In [1]:
from keras import layers
from keras import models
from keras.datasets import imdb
import numpy as np

In [6]:
DIMENSIONS=12000

In [2]:
(train_data, train_labels), (test_data, test_labels)  = imdb.load_data(num_words=DIMENSIONS)

In [3]:
def get_review_text(datapoint):
    
    word_index = imdb.get_word_index()
    reversed_word_index = dict([(value, key) for key,value in word_index.items()])
    decoded_review = ' '.join([reversed_word_index.get(c-3, '?') for c in datapoint])
    return decoded_review

In [4]:
get_review_text(train_data[2])

"? this has to be one of the worst films of the 1990s when my friends i were watching this film being the target audience it was aimed at we just sat watched the first half an hour with our jaws touching the floor at how bad it really was the rest of the time everyone else in the theatre just started talking to each other leaving or generally crying into their popcorn that they actually paid money they had ? working to watch this feeble excuse for a film it must have looked like a great idea on paper but on film it looks like no one in the film has a clue what is going on crap acting crap costumes i can't get across how ? this is to watch save yourself an hour a bit of your life"

In [7]:
'''
vectorize_inputs

- Accepts data of shape - (num_datapoints, datapoint_length)
- Fixes the dimension (here, same as the vocabulary size)
- Forms the one-hot encoding for each datapoint


'''
def vectorize_inputs(sequences, dimensions=DIMENSIONS):
    
    results = np.zeros((len(sequences), dimensions))
    for i, sequence in enumerate(sequences):
        results[i, sequence] = 1.
    
    return results
    

In [8]:
X_train = vectorize_inputs(train_data)
X_test = vectorize_inputs(test_data)

y_train = np.asarray(train_labels).astype('float32')
y_test = np.asarray(test_labels).astype('float32')

In [10]:
model = models.Sequential()

model.add(layers.Dense(16, activation='relu', input_shape=(DIMENSIONS,)))
model.add(layers.Dense(16, activation='relu'))
model.add(layers.Dense(1, activation='sigmoid'))

In [11]:
model.compile(optimizer='adam', loss='binary_crossentropy', metrics=['accuracy'])

In [13]:
from keras.callbacks import EarlyStopping
hist = model.fit(X_train, y_train, batch_size=512, epochs=20, validation_data=(X_test, y_test), callbacks=[EarlyStopping(mode='min', patience=2)])

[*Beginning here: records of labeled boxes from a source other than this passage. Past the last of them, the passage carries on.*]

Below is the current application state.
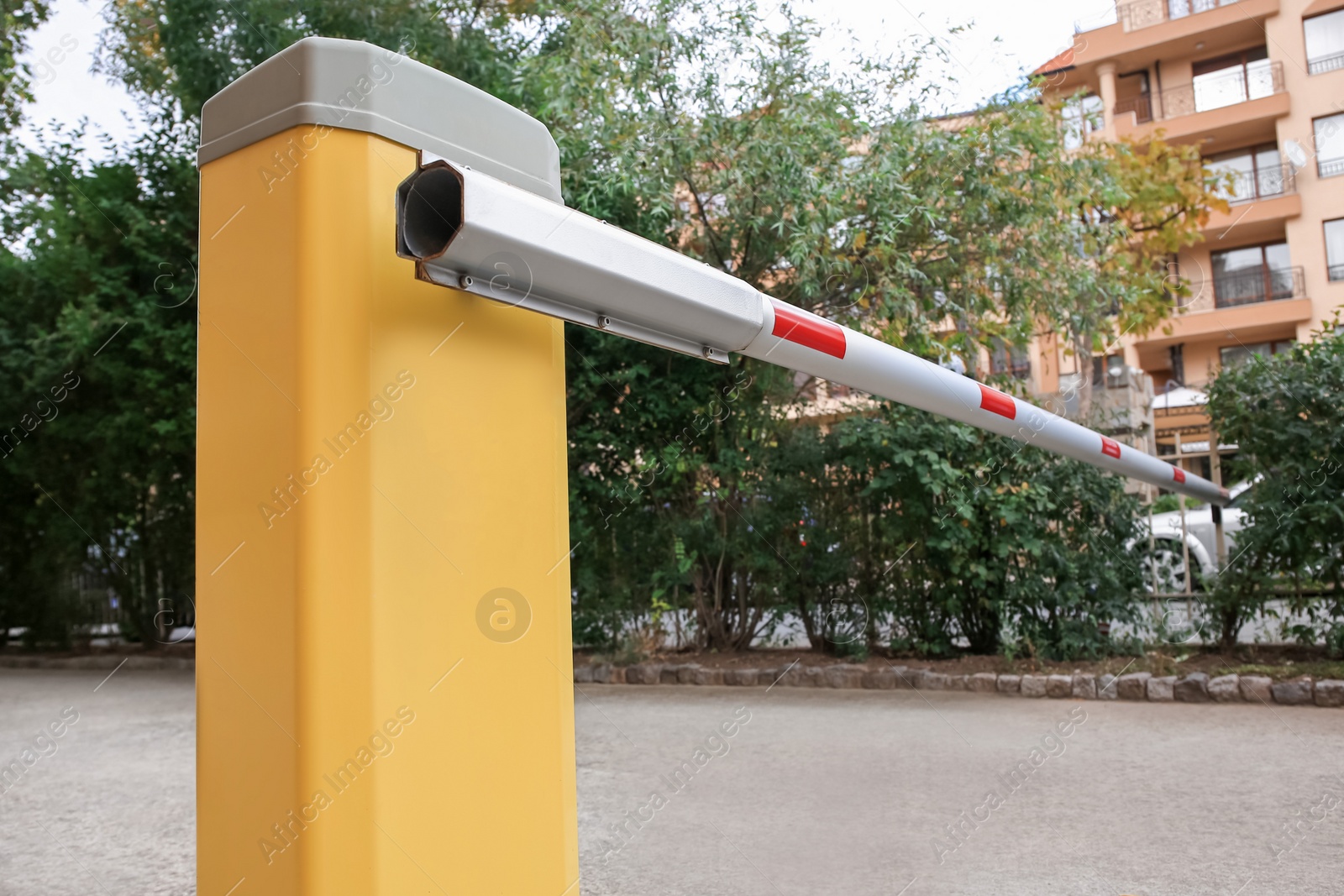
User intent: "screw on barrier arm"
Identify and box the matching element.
[396,161,1227,505]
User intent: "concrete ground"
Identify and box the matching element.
[0,670,1344,896]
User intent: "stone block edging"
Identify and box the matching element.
[580,657,1344,708]
[0,652,197,672]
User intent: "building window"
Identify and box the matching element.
[1312,113,1344,177]
[1205,144,1294,204]
[1211,244,1302,307]
[1063,94,1106,149]
[1326,217,1344,280]
[1093,352,1129,388]
[1218,338,1294,369]
[990,338,1031,380]
[1302,9,1344,76]
[1194,47,1275,112]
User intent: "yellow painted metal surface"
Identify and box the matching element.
[197,126,578,896]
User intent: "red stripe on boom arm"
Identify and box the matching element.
[770,301,845,359]
[977,383,1017,421]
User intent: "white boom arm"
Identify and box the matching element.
[396,161,1227,505]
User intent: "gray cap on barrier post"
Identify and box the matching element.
[197,38,560,203]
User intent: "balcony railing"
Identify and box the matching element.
[1315,159,1344,177]
[1215,165,1297,206]
[1306,52,1344,76]
[1214,267,1305,307]
[1116,0,1236,31]
[1114,62,1285,123]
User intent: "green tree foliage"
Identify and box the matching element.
[1208,321,1344,645]
[522,0,1207,652]
[0,0,1207,656]
[0,0,51,133]
[0,128,197,641]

Train on 25000 samples, validate on 25000 samples
Epoch 1/20
Epoch 2/20
Epoch 3/20
Epoch 4/20


### To do

- You used two hidden layers. Try using one or three hidden layers, and see how doing so affects validation and test accuracy
- Try using layers with more hidden units or fewer hidden units: `32` units, `64` units, and so on
- Try using the mse loss function instead of binary_crossentropy
- Try using the tanh activation (an activation that was popular in the early days of neural networks) instead of `relu`